Desde el apogeo critico del coronavirus en China y el norte de Italia, imágenes satelitales han mostrado una marcada caída en las concentraciones de dióxido de nitrógeno (NO2) en ambas naciones, así como la notabilidad de la disminución de otros contaminantes nocivos como el dióxido de azufre tóxico y el formaldehído cancerígeno, emitidos por fuentes industriales.

Las concentraciones atmosféricas de NO2 también han mermado en las zonas metropolitanas de Reino Unido, Alemania y los Países Bajos, que actualmente se encuentran en bloqueo parcial o total, detalló Henk Eskes, científico atmosférico del Instituto Meteorológico Real de los Países Bajos.

Cada año, durante los meses de enero a mayo, las concentraciones de NO2 disminuyen hasta un 50 por ciento a través de todo el hemisferio norte, debido a una disminución natural y el ángulo del Sol.

El compuesto NO2 “está sujeto a una gran variabilidad en el día a día”, expuso Eskes, pues “el clima favorable a principios de la primavera podría haber contribuido a la caída observada en la contaminación del aire local en las últimas semanas”.

Sin embargo, el decrecimiento de este contaminante en China e Italia, en comparación con la de años anteriores, dista de equiparabilidad: “Los cambios observados son tan grandes que confiamos en que no puedan explicarse solo por la variabilidad inducida por el clima”, afirmó el científico atmosférico.

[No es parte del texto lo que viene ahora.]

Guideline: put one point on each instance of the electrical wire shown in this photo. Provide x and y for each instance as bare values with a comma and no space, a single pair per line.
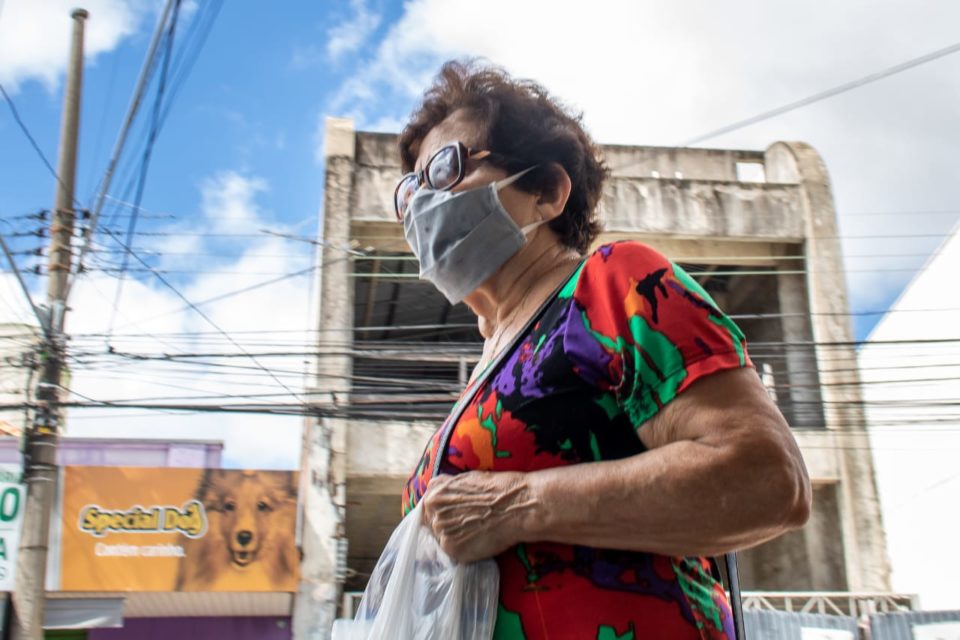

En cuanto a la situación climática de Estados Unidos, Dan Goldberg, investigador de la atmósfera en el Laboratorio Nacional Argonne, consideró que no hay “ningún cambio estadísticamente significativo en la contaminación del aire en la mayoría de las ciudades estadounidenses” y, en cambio, es perceptible tan sólo una ligera disminución en la contaminación por partículas en la ciudad de Nueva York.

En respuesta a la incertidumbre de qué fracción de la mejora observada en la contaminación se debe al clima favorable y cuál a las restricciones para combatir el COVID-19, el investigador consideró que “probablemente ambos están ayudando simultáneamente”.

El experto aseguró que las investigaciones sobre este fenómeno necesitarán de mayor ahondamiento, con la inclusión de mediciones de superficie y demás herramientas que ayuden a establecer las causas y cuantifiquen con precisión, todo clase de cambios.

“La crisis actual es un experimento de aprendizaje único”, externó Westervelt, de la Universidad de Columbia: «Pero cosas así me hacen preocuparme de que la contaminación aumente cuando lo peor haya pasado.